Spending on health and education has dropped dramatically. Over the past 30 years, Russia had built an internationally competitive university system. After 2022, international networks broke down and many qualified professionals left the country. The same happened in IT, artificial intelligence and technological research. This is now the main bottleneck in the defense sector, as Russia no longer has access to these resources, such as for example computer chips.
They still have natural resources, they sell oil and gas, and they use that money to finance the war industry: tanks, weapons, ammunition. All of that is reflected in the GDP. But GDP does not show infrastructure decay, deterioration of health, rising mortality, or the collapse of education - factors that will have very serious long-term consequences.
What are the strategies by which media and artificial intelligence influence political control in countries like Russia and China?
In 2016, we conducted a randomized controlled experiment in Russia. We gave free access to the last online opposition TV channel to people in 15 cities, a few weeks before the parliamentary elections. In parallel, we administered questionnaires.
We found that older people, who mainly get information from TV, were more receptive to alternative viewpoints. They were much less likely to vote for Putin, once they heard an independent voice. Online users, on the other hand, were more polarized: when confronted with opposing views, they reacted negatively and became even more determined to stick to their views.

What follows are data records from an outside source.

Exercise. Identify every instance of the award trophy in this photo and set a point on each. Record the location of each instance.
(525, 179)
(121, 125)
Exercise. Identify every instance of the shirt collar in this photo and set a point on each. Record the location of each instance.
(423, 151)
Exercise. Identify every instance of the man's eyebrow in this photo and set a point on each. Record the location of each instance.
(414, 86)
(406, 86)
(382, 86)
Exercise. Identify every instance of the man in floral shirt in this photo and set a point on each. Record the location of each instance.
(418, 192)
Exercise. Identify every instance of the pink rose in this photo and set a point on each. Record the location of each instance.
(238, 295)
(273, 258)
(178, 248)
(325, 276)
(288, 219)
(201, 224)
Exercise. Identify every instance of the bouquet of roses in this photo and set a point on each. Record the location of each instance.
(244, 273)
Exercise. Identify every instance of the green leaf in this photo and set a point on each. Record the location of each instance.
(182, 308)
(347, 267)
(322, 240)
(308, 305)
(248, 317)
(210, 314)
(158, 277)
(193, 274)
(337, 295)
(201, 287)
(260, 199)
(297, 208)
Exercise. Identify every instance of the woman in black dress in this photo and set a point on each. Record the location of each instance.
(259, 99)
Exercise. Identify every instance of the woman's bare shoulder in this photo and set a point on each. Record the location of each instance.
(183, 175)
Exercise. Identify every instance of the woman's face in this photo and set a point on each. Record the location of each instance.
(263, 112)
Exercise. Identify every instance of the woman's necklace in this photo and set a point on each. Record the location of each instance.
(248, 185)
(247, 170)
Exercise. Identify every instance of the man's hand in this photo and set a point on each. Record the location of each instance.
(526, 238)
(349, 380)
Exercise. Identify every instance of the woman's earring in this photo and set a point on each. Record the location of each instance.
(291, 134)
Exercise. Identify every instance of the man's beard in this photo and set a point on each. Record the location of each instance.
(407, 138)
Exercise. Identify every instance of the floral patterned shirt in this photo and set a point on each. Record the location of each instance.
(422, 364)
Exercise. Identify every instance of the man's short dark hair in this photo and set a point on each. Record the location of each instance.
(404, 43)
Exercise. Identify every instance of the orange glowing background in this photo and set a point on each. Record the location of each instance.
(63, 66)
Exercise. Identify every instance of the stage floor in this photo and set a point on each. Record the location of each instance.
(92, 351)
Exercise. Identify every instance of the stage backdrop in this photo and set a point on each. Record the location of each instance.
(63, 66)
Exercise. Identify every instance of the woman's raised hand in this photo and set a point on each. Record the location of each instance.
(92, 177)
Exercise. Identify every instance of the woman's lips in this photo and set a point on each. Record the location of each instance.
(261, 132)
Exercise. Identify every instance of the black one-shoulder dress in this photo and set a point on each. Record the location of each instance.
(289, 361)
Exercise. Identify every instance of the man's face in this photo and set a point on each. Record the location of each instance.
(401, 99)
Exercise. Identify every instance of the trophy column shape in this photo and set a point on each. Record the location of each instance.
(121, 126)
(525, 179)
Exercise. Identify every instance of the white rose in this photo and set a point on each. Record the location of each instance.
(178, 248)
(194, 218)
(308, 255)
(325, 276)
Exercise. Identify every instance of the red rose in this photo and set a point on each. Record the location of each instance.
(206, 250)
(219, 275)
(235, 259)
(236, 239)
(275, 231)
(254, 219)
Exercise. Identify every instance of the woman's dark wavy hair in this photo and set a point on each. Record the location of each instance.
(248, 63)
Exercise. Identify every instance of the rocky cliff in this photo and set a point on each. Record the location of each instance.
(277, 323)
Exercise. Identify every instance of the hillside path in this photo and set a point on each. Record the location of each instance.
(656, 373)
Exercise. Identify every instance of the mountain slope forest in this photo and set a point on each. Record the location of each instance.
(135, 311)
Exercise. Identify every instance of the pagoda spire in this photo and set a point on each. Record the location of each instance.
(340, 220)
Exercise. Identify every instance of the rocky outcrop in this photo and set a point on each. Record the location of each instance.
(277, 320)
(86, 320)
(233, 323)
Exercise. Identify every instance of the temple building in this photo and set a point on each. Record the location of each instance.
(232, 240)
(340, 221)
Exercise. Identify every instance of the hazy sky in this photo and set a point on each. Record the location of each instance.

This is why authoritarian regimes aim to control television first and foremost: it is the most effective tool to shape public opinion.
Until around 2022, the Internet in Russia remained relatively free, partly because it provided a useful information flow for the regime itself. Independent online media could reveal local realities that officials or intelligence services tended to hide. But even that space is now closing.
That is exactly what I love about comparative political economy: you can go to the field and study different places. I’m now at the School of Global and Area Studies di Oxford, which takes an approach that is a bit different from political science or economics departments. There, the focus is often on mechanisms, but context is overlooked.
What I try to do is to combine sound quantitative methods and causal inference with a direct knowledge of places: knowing the language, having lived there, knowing the people, having taken the local trains, seen the dusty streets... having a "boots on the ground'.
What advice would you give to those who want to combine research and policy in complex international contexts?
You need to think carefully about what you want to do on a daily basis. In academia, you spend a lot of time with students, between teaching and supervising. And then there are the administrative tasks. At Oxford, for instance, where I direct a master's programme, there is a lot of bureaucracy. But the balance between teaching and research is good: you have a lot of contact with people.
Work in policy-making is different. You talk to officials, give public talks, write reports. But often, institutions that hire policy researchers are not interested in academic publications, and the work can be less in-depth.